Challenging the status quo
Excellent article (InTech January/February, “Black armbands for APC?”). Challenging the status quo is a good way to promote improvement. I know there are APC installations that fail due to insufficient engineering (inaccurate process models, improper tuning, poorly performing regulatory controls, etc), and APC cannot make up for these deficiencies.
The “Solar power coming of age” article (March/April InTech) indicates the “coming of age” for solar energy but does not seem to indicate what the true economics of the technology are. My understanding is that they are breakeven for most applications with incentives at 15 years or longer with a replacement life of some components already passed. I think the article would be more useful with more specific information regarding why the writer believes the technology has come of age based on cost/benefit rather than that the technology has been around and is somewhat mainstream. Solar energy is mainstream, primarily because of incentives at local and federal levels plus the regulations dictating percentages of renewable energy portfolios.
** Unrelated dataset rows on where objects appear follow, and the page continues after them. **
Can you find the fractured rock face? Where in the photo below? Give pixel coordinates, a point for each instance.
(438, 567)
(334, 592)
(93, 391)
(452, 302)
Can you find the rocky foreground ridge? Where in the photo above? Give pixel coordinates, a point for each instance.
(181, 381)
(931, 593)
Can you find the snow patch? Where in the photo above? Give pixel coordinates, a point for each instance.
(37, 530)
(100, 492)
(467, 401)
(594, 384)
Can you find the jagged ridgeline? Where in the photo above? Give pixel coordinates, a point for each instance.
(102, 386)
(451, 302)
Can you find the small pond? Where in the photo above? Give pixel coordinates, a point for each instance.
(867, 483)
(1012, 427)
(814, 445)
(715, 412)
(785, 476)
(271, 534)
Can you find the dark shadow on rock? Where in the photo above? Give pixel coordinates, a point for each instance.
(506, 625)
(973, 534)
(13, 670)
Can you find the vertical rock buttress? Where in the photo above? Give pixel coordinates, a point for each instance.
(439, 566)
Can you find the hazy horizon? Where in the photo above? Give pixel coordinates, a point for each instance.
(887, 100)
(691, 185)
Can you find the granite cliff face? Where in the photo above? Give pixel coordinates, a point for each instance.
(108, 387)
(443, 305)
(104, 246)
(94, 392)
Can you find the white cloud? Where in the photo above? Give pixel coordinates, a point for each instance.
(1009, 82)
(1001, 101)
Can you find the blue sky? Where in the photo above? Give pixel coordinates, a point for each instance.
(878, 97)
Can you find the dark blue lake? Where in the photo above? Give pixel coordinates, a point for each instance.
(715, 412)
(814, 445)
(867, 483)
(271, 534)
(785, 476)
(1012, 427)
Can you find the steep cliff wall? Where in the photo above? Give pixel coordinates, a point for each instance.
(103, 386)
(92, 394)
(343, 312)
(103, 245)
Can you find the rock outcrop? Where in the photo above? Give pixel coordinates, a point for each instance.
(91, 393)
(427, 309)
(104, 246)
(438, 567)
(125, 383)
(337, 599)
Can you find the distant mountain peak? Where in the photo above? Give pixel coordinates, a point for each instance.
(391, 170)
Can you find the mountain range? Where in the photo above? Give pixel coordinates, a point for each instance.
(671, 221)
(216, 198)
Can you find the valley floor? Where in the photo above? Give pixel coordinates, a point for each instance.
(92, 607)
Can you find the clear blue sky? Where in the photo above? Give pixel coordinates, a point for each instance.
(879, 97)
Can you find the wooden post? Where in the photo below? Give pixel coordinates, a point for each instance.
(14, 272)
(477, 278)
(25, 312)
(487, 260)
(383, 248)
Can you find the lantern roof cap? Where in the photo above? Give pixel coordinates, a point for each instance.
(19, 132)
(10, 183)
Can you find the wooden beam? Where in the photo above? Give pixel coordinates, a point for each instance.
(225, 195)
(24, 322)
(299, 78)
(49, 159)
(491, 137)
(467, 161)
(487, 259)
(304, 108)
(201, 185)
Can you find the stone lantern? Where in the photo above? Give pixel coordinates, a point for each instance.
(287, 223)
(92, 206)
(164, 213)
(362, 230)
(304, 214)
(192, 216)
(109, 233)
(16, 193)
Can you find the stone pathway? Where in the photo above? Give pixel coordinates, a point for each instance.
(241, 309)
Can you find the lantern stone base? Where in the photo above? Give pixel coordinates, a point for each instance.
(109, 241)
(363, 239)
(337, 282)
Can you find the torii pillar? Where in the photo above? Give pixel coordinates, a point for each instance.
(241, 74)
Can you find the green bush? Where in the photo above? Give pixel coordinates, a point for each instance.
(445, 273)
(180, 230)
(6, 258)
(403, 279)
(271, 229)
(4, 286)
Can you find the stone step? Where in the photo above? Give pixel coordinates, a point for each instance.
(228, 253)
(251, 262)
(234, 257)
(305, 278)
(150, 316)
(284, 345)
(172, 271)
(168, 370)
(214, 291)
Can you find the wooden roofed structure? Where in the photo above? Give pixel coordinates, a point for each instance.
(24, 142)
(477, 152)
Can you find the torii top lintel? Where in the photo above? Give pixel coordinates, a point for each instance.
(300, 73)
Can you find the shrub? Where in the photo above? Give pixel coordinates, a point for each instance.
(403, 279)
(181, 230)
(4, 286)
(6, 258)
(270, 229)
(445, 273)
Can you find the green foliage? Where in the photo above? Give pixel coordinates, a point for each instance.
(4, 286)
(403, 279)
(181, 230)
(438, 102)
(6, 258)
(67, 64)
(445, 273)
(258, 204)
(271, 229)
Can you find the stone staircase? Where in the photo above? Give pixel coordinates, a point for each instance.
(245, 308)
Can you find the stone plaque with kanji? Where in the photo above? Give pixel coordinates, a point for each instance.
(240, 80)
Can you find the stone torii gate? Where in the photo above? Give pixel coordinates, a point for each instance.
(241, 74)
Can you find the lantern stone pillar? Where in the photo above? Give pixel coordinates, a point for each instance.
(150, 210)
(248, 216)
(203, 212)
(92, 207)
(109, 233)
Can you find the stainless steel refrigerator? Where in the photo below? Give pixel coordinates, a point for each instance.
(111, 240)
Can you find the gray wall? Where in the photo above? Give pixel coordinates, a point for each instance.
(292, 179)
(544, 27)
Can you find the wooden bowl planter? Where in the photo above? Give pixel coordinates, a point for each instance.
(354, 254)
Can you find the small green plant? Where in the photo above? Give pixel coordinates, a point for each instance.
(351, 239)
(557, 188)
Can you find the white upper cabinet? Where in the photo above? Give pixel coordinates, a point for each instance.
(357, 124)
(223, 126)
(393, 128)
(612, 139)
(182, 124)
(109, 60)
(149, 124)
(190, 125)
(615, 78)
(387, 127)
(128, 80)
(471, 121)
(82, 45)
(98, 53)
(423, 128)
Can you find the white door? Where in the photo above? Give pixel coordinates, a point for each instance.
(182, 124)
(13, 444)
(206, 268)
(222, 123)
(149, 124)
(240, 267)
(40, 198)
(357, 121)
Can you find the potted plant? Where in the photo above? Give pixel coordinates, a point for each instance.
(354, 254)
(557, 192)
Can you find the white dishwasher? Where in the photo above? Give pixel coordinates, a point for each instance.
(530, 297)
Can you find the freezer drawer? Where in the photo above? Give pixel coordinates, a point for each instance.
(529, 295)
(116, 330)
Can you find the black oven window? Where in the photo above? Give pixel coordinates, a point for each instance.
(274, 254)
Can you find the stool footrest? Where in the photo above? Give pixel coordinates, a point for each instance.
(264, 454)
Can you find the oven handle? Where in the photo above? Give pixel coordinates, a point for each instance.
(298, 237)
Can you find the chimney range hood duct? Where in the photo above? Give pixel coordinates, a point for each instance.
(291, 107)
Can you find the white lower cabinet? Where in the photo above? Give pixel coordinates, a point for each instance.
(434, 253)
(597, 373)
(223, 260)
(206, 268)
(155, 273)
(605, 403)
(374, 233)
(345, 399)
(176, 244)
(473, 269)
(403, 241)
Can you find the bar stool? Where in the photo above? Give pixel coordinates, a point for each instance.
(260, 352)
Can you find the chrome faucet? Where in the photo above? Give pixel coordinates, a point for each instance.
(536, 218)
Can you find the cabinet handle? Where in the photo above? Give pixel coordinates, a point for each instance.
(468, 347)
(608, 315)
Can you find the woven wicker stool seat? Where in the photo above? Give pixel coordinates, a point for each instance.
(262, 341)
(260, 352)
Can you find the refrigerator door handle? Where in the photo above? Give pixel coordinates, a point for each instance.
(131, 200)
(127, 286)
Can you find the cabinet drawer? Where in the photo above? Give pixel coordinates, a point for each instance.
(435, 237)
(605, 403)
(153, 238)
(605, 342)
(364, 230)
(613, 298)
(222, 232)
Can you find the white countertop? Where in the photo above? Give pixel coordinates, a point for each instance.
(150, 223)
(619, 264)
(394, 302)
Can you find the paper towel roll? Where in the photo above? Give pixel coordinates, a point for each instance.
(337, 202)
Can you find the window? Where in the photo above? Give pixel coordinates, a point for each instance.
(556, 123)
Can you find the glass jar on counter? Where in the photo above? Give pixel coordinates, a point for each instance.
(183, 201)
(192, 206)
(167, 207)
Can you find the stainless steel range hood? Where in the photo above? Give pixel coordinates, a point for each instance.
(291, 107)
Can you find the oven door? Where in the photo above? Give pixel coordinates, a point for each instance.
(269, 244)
I appreciate the feedback. Certainly, incentives are a big part of the financial analysis, and if they change, they have a big impact on economics. Energy price increases will also have a big effect. While solar manufactures of serious size are guaranteeing their systems for 20 years, you bring up a good point about the other electrical equipment required that bears some research. The equipment and maintenance costs over time must be considered in an economic analysis. I think solar has advanced as witnessed by an increase in installations and certainly incentives have been a part of this in the U.S. In addition to longer warranties on solar panels, I think an indicator that solar is coming of age is that companies are willing to provide systems to users without capital investment. These companies will install and maintain solar with no investment or cost to the facility owner and guarantee electric prices for 20 years from the system.